Alors qu’elle a été rendue publique le 2 juin dernier, l’application StopCovid a généré beaucoup de téléchargements dès son lancement. En seulement 4 jours, l’application de suivi de contact, supposée alerter un utilisateur lorsqu’il a été au contact d’une personne atteinte du virus, a été une source de curiosité pour un million de Français. De quoi ravir Cédric O, le Secrétaire d’État chargé du Numérique.

La popularité de StopCovid réjouit Cédric O

Il y a quelques semaines, le gouvernement en avait fait la promesse, la France allait, elle aussi, avoir son application de traçage numérique pour détecter tout contact avec une personne malade et de cette façon, garder un œil sur les risques de contamination et de propagation. Sur Twitter, le Secrétaire d’État chargé du Numérique a souligné qu’en « 4 jours, l’application StopCovid a été activée 1 million de fois ».

Comme le souligne Clubic, cela faisait maintenant plusieurs semaines que le gouvernement faisait part de ses ambitions quant à cette application. Il s’agissait notamment de freiner et de contrôler l’épidémie, même avec une infime partie de la population. Finalement, après des alertes lancées par des experts en sécurité informatique, par la Quadrature du Net ou encore l’Internet Society France quant aux potentiels dangers d’une telle application, et malgré tout, l’heure est finalement à la découverte pour bien des Français. Sans doute ont-ils pris en compte l’avis de la CNIL. Cette dernière avait fait le choix de ne pas s’opposer à ce projet.
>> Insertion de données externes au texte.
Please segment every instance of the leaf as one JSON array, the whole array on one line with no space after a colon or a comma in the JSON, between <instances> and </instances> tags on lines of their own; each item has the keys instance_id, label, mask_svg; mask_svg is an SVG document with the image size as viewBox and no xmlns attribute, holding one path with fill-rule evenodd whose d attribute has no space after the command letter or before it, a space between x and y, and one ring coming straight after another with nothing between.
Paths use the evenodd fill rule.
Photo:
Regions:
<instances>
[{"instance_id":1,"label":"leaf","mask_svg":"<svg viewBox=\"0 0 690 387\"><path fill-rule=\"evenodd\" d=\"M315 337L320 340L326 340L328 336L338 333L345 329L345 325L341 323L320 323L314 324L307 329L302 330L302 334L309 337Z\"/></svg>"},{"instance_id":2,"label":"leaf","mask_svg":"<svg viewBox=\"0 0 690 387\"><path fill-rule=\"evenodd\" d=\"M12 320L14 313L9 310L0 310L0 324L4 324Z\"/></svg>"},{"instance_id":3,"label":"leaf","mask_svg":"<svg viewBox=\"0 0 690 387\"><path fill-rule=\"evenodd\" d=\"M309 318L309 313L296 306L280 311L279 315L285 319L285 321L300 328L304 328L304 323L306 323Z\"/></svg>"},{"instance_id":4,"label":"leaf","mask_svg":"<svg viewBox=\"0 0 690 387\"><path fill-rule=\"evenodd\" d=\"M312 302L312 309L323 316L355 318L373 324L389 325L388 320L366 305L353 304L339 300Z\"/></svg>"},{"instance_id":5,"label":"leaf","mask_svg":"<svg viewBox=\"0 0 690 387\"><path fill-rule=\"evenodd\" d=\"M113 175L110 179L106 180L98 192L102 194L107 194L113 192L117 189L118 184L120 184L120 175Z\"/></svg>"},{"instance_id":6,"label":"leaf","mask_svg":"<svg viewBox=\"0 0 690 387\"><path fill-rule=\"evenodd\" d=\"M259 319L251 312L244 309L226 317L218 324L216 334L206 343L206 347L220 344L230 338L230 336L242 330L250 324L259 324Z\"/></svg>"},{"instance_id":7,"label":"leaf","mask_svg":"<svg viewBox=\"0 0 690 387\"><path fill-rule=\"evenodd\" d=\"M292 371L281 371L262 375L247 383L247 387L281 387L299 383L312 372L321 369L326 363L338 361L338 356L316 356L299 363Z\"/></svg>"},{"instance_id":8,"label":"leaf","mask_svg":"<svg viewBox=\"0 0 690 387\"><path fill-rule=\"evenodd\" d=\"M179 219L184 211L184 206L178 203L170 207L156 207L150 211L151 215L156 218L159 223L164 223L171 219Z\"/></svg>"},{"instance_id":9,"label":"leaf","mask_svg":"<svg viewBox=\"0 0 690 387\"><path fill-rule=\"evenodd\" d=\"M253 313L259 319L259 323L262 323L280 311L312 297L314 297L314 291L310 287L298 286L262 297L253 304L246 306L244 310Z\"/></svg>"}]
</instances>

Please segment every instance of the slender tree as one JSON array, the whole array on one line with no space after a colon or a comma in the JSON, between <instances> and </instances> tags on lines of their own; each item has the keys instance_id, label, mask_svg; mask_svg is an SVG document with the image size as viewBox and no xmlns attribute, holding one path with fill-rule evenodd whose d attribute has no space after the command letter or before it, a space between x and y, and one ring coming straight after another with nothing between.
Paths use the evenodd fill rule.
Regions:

Restons vigilants, un million d’activations ne signifie pas un million d’utilisateurs…

Pour l’heure, une chose est sûre : un million de personnes, au moins, ont téléchargé StopCovid. Mais quant à savoir combien ont précisément accepté son utilisation en cliquant sur le bouton « J’active StopCovid », il n’existe pas de chiffres officiels. Le chiffre donné par Cédric O inclut les personnes qui ont téléchargé StopCovid et qui l’ont lancé au moins une fois. Cela signifie que plus de personnes pourraient l’avoir téléchargé, mais aussi que moins d’un million de personnes pourraient réellement l’utiliser.

Il serait donc plus judicieux de se servir du nombre de personnes ayant activé le service de traçage, afin d’obtenir un indicateur fiable de l’utilisation de l’application.